Gründung des geplanten 50/50-Joint-Ventures abgesagt

Post-Partnersuche geht weiter – Kommende Monate entscheidend

Dienstag, 27. November 2018 | 12:39 Uhr

Nach dem unerwarteten Aus für das geplante Joint-Venture mit der deuschen FinTech-Gruppe, muss die Österreichische Post AG auf der Suche nach einem neuen Kooperationspartner für die ausfallende Bawag praktisch wieder bei Null beginnen. “Wie es weiter geht, wird sich in den nächsten Monaten entscheiden”, sagte ein Sprecher der Post AG auf APA-Anfrage.

Post-Generaldirektor Georg Pölzl schloss ein Scheitern der Kooperation mit FinTech bis vor kurzen noch aus. “Für mich ist Scheitern keine Option”, sagte Pölzl erst Mitte November. Man strebe an, Mitte nächsten Jahres mit einer Bank in den Markt zu gehen.

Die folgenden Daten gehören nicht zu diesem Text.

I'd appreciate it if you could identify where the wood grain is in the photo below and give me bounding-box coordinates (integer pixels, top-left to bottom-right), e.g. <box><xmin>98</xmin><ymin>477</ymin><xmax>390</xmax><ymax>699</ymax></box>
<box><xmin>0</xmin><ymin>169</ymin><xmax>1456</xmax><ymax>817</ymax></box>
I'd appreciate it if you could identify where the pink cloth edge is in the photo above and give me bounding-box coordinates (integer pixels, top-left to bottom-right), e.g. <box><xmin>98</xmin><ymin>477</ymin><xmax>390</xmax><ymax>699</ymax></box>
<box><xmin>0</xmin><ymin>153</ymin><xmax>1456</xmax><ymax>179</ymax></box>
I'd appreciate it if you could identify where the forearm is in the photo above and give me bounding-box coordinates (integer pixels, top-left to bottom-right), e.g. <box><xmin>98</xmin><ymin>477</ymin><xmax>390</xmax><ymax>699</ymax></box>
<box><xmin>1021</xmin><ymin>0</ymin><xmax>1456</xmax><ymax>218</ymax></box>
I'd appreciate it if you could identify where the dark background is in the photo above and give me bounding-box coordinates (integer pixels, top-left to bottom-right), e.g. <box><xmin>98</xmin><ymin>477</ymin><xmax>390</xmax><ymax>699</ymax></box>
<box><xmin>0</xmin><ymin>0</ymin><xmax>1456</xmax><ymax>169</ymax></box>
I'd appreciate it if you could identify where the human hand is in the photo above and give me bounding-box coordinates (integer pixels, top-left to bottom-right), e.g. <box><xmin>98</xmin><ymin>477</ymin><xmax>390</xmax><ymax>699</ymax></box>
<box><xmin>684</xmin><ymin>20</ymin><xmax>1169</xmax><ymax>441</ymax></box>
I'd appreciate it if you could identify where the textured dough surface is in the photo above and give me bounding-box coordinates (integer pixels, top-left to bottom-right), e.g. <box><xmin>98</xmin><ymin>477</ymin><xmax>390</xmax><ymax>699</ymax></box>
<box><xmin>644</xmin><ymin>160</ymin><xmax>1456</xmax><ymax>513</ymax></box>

Gekommen ist es jetzt anders: “Die Suche geht weiter, wir wollen weiter Finanzdienstleistungen über das Filialnetz anbieten”, betonte der Post-Sprecher heute. “Dieser Entschluss ist nach wie vor aufrecht.”

Über die genauen Gründe will die Post nicht sprechen und keine über die karge Aussendung hinausgehende Angaben machen: “Wir wollen nicht sagen, bei wem es gehapert hat, oder wem was nicht gepasst hat”, so der Sprecher. Jedenfalls sei man mit dem Zeitplan des nun abgesagten Joint Venture, der sehr ambitioniert gewesen sei, nicht auf einen gemeinsamen Nenner gekommen. “Wir haben gesagt, nein, das wollen wir nicht mehr weiter verfolgen. Dann gehen sich nicht mehr als diese zwei, drei Sätze aus.”

Public gemacht wurde das Joint Venture am 10. September. Gemeinsam mit der deutschen FinTech Group werde künftig ein umfassendes Finanzdienstleistungsangebot im Filialnetz geschaffen werden, teilten die beiden Unternehmen damals mit. FinTech sollte dabei für den bisherigen Post-Finanzpartner Bawag einspringen, der den Vertrag per Ende 2019 auslaufen lässt.

Die teilstaatliche Post und die FinTech Group wollten ein 50/50-Joint-Venture gründen. Die FinTech Group wollte ihre Niederlassung in Österreich inklusive der rund 30.000 Kunden in das Joint Venture einbringen, das eine österreichische Banklizenz beantragen und mit 200 Mio. Euro Eigenkapital ausgestattet werden sollte. Der Kooperationsvertrag umfasste auch IT-Dienstleistungen der FinTech an die JV-Gesellschaft. Die Post wollte sich gleichzeitig mit sieben Prozent an der FinTech Group AG beteiligen.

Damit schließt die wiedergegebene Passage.